Saint Soupplets, de Saint-Sulpice patron de la paroisse a subi des orthographes très diverses :
Sanctus Sulpitius, Saint-Suplex-en-Multien, Saint-Suplest, Saint-Souplet, Saint-Souplest...

 

Il était une fois...

Sulpice le Pieux ou le Débonnaire né vers 570 à Voitan dans le Berry fut archichapelain de Clotaire II en 615 puis évêque de Bourges. D'une grande renommée dans la région pour avoir construit beaucoup d'églises et monastères et fait supprimé un impôt exorbitant sur la ville de Bourges, son décès le 17 juin 647 fut pleuré dans toute la province. De nombreux lieux de culte pour prier à sa mémoire ont dû être érigés un peu 

partout, dont un à Saint Soupplets. Ce qui remonterait l'origine du nom actuel vers le VIIIe 

siècle.


Le site fut habité dès la plus haute antiquité en témoignent la quantité de silex, hache celtique, polissoir ainsi que par les gallo-romains dont la trace se retrouve dans les noms de nombreux lieux-dits où ont été retrouvées briques, tuiles, poteries etc...

Situé sur un plateau, à 127 m d'altitude, Saint Soupplets fait partie du canton de Dammartin, arrondissement de Meaux, région Ile de France. Sa population a longtemps oscillé aux alentours de 600 à 800 habitants.

C'était autrefois une paroisse de l'archidiaconé de France, doyenné de Dammartin, collateur le Chapitre de Meaux. L'un des principaux seigneurs était le Prince de Condé et bien que faisant partie du Diocèse de Meaux, Saint Soupplets était régi par les coutumes de Paris.
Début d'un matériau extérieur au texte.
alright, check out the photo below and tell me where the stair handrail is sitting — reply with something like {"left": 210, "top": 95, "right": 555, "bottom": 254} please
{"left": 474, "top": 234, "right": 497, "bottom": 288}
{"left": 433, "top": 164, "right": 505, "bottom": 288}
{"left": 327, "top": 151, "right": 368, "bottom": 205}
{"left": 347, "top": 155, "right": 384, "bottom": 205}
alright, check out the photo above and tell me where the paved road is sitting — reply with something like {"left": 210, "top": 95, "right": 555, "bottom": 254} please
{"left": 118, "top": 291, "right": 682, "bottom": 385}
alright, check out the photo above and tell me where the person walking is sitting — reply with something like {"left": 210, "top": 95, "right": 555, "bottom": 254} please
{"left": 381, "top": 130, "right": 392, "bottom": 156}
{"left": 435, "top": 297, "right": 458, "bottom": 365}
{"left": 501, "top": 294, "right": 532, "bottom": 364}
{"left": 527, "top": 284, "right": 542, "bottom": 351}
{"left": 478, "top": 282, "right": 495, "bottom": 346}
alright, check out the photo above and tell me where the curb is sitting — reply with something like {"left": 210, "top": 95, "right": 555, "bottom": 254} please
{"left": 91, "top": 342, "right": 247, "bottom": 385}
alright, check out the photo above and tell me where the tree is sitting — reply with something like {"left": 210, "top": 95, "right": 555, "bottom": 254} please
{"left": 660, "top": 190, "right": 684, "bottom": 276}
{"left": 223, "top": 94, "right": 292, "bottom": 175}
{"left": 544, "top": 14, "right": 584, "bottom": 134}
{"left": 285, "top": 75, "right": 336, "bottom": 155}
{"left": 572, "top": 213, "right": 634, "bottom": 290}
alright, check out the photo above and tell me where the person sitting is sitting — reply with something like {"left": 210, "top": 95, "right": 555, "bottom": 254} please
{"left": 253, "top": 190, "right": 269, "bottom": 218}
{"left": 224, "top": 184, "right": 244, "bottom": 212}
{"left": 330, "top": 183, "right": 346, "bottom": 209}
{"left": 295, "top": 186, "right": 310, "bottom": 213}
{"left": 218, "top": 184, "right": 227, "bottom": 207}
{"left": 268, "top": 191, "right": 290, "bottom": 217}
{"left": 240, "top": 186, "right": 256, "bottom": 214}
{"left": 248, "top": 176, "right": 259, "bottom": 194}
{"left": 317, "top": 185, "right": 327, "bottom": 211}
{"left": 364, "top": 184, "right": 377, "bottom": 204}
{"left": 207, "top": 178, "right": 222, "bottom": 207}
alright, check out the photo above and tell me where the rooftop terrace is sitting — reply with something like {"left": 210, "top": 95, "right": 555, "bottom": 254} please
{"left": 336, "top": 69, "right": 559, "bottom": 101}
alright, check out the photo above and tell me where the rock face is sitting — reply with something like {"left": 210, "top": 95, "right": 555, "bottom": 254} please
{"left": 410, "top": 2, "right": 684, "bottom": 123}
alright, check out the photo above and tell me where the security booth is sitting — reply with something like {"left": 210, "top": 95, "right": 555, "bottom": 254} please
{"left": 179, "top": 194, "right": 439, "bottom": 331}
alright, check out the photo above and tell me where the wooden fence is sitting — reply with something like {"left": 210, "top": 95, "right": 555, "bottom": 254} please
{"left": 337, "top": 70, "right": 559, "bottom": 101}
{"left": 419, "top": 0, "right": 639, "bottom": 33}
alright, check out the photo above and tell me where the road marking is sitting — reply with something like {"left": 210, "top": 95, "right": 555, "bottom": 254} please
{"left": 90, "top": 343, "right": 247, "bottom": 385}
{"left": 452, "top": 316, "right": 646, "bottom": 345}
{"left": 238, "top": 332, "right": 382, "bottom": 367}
Le village était divisé en de nombreux fiefs ; le fief des Carneaux ou fief des Bureaux ou fief du Château ; le fief de la Malmaison ; le fief de Vitry ; le fief de Maulny ; le fief de Verrières ; le fief de la Chevée ; le fief des Tournelles ; le fief de la Pinone. Tous ces fiefs appartenaient à de grandes familles. Ils ont été dispersés au moment des successions. Certaines fermes existent toujours : la ferme du Château, la ferme de la Malmaison, la ferme de la Chevée, la ferme Boisseau.

De nombreux établissements religieux se partagent aussi les terres : Le prieuré Saint-Nicolas de Noëfort, la Chapelle Saint-Leu, le Chapitre de Meaux, les Carmélites Saint-Jacques de Paris, les Carmes de Crégy, le Chapitre Saint-Saintin de Meaux, l'Abbaye de Chaage, la Commanderie de Choisy-le-Temple, le Séminaire de Meaux, l'Abbaye de Chambrefontaine, le monastère de Fontaine-les-Nonnes à Marcilly, le Saint-Sépulchre d'Allemagne à Montgé, la fabrique de Nanteuil-les-Meaux, les seigneurs de Monthyon, le Grand Hôtel Dieu de Meaux. Tous les biens possédés par ces établissements ont été vendus à la révolution comme Biens Nationaux.

C'est dans la maison du maire que se font les premières réunions de Conseils. Très vite les conseillers ne sont pas d'accord. En 1833 les réunions se font à l'école; mais il faut attendre que les classes soient terminées. En 1861 le maire fait faire des plans qui ne vont jamais. Il faudrait mettre les classes au rez-de-chaussée, mairie au premier, logement instituteur au second. On change, mairie au rez-de-chaussée, classes au premier, non cela ne va pas. Pas de trace de plans, de dossiers, d'inauguration de l'immeuble qui est définitivement construit.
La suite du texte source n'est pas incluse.